22. It is plain that there are two alternative reasons which led the First-tier Tribunal to conclude that the appellant would have sufficient financial resources available to him in Mogadishu so as to enable him to live in conditions which do not breach the high Article 3 threshold i.e. remittances from UK based family members and the ability of to earn his own income in Mogadishu. In my conclusion, on the evidence that was available to the First-tier Tribunal, it was entitled to conclude as it did on both limbs and its findings in this regard are not irrational.
23. Turning then to the third limb of the appellant's challenge. This relates to the appellant's ability to obtain medication in Mogadishu for his bi-polar disorder. This aspect of the case was dealt with by the First-tier Tribunal in paragraphs 12(ix) and (xv) of its decision. The First-tier Tribunal concluded, having considered the available evidence, that the appellant would be able to access medication in Somalia for his bi-polar condition. The appellant asserts this finding is irrational.

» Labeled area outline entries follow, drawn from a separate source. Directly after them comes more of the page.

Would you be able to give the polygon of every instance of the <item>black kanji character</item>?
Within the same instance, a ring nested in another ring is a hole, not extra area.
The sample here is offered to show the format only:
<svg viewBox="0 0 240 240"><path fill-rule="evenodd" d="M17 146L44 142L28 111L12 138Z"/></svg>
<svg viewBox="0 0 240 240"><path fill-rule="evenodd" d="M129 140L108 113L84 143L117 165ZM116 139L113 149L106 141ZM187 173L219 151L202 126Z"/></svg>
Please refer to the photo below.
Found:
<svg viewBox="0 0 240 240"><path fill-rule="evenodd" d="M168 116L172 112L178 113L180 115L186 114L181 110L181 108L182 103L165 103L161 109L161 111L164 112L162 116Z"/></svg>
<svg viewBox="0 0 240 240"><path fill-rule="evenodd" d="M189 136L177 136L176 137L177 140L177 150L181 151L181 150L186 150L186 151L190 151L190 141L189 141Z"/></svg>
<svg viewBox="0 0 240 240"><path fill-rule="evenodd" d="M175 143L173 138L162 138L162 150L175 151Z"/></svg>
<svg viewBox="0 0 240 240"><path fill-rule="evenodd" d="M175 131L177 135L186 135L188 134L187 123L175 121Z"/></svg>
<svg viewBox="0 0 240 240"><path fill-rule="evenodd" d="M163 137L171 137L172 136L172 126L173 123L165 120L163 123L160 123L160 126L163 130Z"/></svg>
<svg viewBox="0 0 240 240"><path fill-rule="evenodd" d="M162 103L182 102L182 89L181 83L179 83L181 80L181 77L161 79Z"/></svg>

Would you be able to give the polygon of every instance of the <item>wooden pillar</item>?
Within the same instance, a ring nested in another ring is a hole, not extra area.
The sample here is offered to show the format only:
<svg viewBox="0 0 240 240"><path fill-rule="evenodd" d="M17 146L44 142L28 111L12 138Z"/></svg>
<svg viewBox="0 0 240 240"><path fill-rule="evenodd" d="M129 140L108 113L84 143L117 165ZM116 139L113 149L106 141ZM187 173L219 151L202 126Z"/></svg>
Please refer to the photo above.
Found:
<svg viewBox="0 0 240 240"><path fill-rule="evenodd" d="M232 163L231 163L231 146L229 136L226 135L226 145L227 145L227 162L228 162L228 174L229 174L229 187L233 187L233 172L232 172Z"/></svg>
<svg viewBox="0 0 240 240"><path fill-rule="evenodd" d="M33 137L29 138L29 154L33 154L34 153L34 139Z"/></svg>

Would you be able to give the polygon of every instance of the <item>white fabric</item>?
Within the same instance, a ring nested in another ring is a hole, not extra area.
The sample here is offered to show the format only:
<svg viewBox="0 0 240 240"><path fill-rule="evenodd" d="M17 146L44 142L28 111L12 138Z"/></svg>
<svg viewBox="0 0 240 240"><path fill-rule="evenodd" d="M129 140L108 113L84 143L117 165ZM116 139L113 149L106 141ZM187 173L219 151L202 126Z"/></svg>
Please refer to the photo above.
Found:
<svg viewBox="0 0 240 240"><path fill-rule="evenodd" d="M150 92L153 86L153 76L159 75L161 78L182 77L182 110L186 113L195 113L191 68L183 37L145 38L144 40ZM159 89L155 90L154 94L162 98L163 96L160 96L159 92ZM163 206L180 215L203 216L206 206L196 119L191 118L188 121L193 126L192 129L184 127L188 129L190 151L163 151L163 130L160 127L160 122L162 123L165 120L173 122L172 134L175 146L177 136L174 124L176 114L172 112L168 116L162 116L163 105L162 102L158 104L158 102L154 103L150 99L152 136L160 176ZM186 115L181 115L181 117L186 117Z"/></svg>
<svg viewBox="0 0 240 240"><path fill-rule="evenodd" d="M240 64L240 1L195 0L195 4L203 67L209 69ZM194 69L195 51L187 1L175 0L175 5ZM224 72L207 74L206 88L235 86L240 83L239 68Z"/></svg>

24. The Secretary of State provided evidence of mental health hospitals that could be accessed by the appellant in Somalia. In particular, the Tribunal had evidence from Landinfo and the WHO on this issue. It was for the appellant to demonstrate that there is a real risk that he would not be able to access such institutions or that such institutions would not have the relevant medication available.
25. On the available evidence, the First-tier Tribunal's findings in this regard are, in my conclusion, unimpeachable. It took account of all the relevant evidence and its conclusions were far from being irrational; indeed, they are conclusions I would have come to on the same evidence. The Tribunal further concluded that the relevance of the bi-polar condition (if controlled) to the assessment of risk was negligible and that it would not prevent the appellant from seeking or undertaking work. In my conclusion, this was again a conclusion that was entirely open to the First-tier Tribunal, for the reasons given.
26. In my conclusion, when looked at as a whole the First-tier Tribunal's decision is adequately reasoned and the Tribunal reaches conclusions which were open to it on the available evidence. Given that those conclusions were open to the Tribunal on the available evidence and bearing in mind that it was for the appellant to demonstrate his case under Article 3, I conclude that the First-tier Tribunal's decision does not contain an error capable of leading to a different outcome i.e. the appeal being allowed.
27. I do of course remind myself that I have concluded the First-tier Tribunal erred in its decision on the revocation/cessation of refugee status ground but, as I have indicated, the appropriate course is nevertheless for the appeal to be dismissed following the rationale in Essa.
Notice of Decision
This appellant's appeal is dismissed.